Example:  The program above can be rewritten as (though not Perl’s style):

while ($line = <STDIN>)
{  if ($line =~ /perl/i)
   {  print $line;
   }
}
...
print "Do you want to quit? [y/n]";
if (<STDIN> =~ /y/i)
{  die "bye, dear.";
}

print "I love you." if $letter !~ /hate/;

Substitution and other common operators using regular expressions

Example:

$_ = "I love you.";
s/love/hate/;
print;     # print out "I hate you."
$_ = "I love you and you love me.";
s/love/hate/;
print;     # print out "I hate you and you love me."
$_ = "I love you and you love me.";
s/love/hate/g;
print;     # print out "I hate you and you hate me."

The following is a command line execution of Perl.  The switch -e indicates command line execution.  The switch -n loops through each line of the file in the command line.

$perl -ne "s/love/hate/g; print;" love_letter.dat
$perl -ne "s/\$i\b/$count/g; print;" < ex1.pl > ex2.pl

Example: (from the Llama’s book)

$line = "Merlyn::118:10:Randal:/home/merlyn:/usr/bin/perl";
@fields = split(/:/,$line);
# now fields is ("merlyn","","118","10","Randal",
#                   "/home/merlyn","/usr/bin/perl")

Exercise 5:

Write a piece of Perl’s code that reads the file "some.file" and breaks down the contents into tokens.  A token is a string of characters (other than white spaces) that are separated by white spaces.  The tokens should be stored in the variable @words.

Example:

$glue = ":";
@list = ("12", "05","59");
print join($glue, @list); # print "12:05:59"

Example:

The first perl command swaps x and y.  The second example changes all lower case characters to upper case characters.

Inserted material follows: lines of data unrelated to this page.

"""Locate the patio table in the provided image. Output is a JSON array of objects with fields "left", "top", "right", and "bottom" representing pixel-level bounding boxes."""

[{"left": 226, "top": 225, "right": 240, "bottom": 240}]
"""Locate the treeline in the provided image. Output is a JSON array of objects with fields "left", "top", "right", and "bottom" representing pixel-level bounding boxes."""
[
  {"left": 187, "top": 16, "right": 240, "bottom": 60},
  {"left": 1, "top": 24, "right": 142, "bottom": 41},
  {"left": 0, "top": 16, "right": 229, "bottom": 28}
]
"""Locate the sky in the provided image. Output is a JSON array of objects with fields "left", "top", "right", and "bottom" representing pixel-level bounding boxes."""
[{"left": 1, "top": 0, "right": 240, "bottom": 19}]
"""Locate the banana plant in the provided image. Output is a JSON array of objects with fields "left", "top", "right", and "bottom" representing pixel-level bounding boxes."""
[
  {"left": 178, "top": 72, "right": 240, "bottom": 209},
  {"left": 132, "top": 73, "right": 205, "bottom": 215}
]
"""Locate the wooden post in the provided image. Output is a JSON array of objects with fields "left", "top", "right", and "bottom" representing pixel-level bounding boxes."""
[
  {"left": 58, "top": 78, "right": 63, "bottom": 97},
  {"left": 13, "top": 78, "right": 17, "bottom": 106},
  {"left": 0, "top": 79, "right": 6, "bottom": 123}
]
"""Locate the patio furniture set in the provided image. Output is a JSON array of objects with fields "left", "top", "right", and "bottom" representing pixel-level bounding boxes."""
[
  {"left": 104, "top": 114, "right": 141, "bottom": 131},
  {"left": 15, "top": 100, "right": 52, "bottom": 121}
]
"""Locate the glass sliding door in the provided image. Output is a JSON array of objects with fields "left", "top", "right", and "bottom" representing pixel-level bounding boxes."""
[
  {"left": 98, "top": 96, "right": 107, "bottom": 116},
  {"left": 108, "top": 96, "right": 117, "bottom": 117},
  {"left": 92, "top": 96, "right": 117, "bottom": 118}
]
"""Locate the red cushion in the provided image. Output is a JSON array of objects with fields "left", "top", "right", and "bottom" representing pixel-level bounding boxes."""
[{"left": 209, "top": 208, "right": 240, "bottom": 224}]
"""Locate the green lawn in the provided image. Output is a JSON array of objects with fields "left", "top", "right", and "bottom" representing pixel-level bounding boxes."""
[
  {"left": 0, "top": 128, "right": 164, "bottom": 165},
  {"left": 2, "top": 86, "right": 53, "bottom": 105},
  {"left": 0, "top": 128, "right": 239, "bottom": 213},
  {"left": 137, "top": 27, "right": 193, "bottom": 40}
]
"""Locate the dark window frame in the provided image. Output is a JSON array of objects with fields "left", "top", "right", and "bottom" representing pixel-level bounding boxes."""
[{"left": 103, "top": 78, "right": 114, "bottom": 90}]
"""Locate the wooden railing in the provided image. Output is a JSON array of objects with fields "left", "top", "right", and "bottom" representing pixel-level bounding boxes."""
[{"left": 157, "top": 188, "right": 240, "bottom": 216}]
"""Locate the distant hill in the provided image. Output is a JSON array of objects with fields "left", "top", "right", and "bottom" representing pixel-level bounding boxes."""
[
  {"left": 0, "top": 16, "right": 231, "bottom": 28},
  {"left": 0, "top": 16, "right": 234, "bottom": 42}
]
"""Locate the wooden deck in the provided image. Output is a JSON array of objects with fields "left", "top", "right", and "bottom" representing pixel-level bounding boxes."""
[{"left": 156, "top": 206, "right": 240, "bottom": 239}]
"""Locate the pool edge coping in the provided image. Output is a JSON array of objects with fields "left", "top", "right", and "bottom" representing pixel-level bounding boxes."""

$perl -ne ‘tr/xy/yx/; print;’ < e1.dat > e2.dat
$perl -ne ‘tr/a-z/A-Z/; print;’ < emp1.dat > emp2.dat

Exercise 6:

Write a Perl program to get rid of all comments of an Ada program, "ex1.ada".  In Ada, anything after -- in a line is discarded by the compiler.  Print out the Ada program without comments to the standard output file.
 

Suggested Solution to Classwork Exercise

1. For example,

{  $ch eq 'a' && ($a_ct++, last);
   $ch eq 'e' && ($e_ct++, last);
   $ch eq 'I' && ($i_ct++, last);
   $ch eq 'o' && ($o_ct++, last);
   $ch eq 'u' && ($u_ct++, last);
   $other_ct++;
}

or

{  ($a_ct++, last) if ($ch eq 'a');
   ($e_ct++, last) if ($ch eq 'e');
   ($i_ct++, last) if ($ch eq 'I');
   ($o_ct++, last) if ($ch eq 'o');
   ($u_ct++, last) if ($ch eq 'u');
   $other_ct++;
}

or

S1:
{  $ch eq 'a' && do {$a_ct++; last S1;}
   $ch eq 'e' && do {$e_ct++; last S1;}
   $ch eq 'I' && do {$i_ct++; last S1;}
   $ch eq 'o' && do {$o_ct++; last S1;}
   $ch eq 'u' && do {$u_ct++; last S1;}
   $other_ct++;
}

(2)

(a) [aeiouAEIOU]
(b) [^aeiouAEIOU]
(c) [^a-z]
(d) \010
(e) [\r\f]
(f) \^
(g) [kwo\-bunYe]

(3)

(a) /abcde|edbca/
(b) /b{2,}c{7,}/
(c) /\**\$*\+*/
(d) /^\^a{3,4}/
(e) /(.|\n){10}$/
(f) /\b(\w*)\b(.*\b\1\b)+/

(4) For example,

#!/usr/bin/perl
open(IN, "a.a");
while (<IN>)
{  if ((/a/) && (/c/) && (/e/) && (/g/))
   {  print;
   }
}

(5) For example,

#   Decompose a file into tokens with
# white spaces as delimiters.
open(IN, "some.file");
while (<IN>)
{  chop;
     @words = (@words, split(/\s+/));
}

(6) For example.

#!/usr/bin/perl
# This does not take care of the problem of
# -– inside a string.
open(IN, "ex1.ada");
while (<IN>)
{  while (/(.*)--/)
   {  $_ = $1 . "\n";
   }
   print;
}

or simply:

# This does not take care of the problem of
# -– inside a string.
perl -ne "chomp; s/^(.*?)--.*/\1/; print qq($_\n);" ex1.ada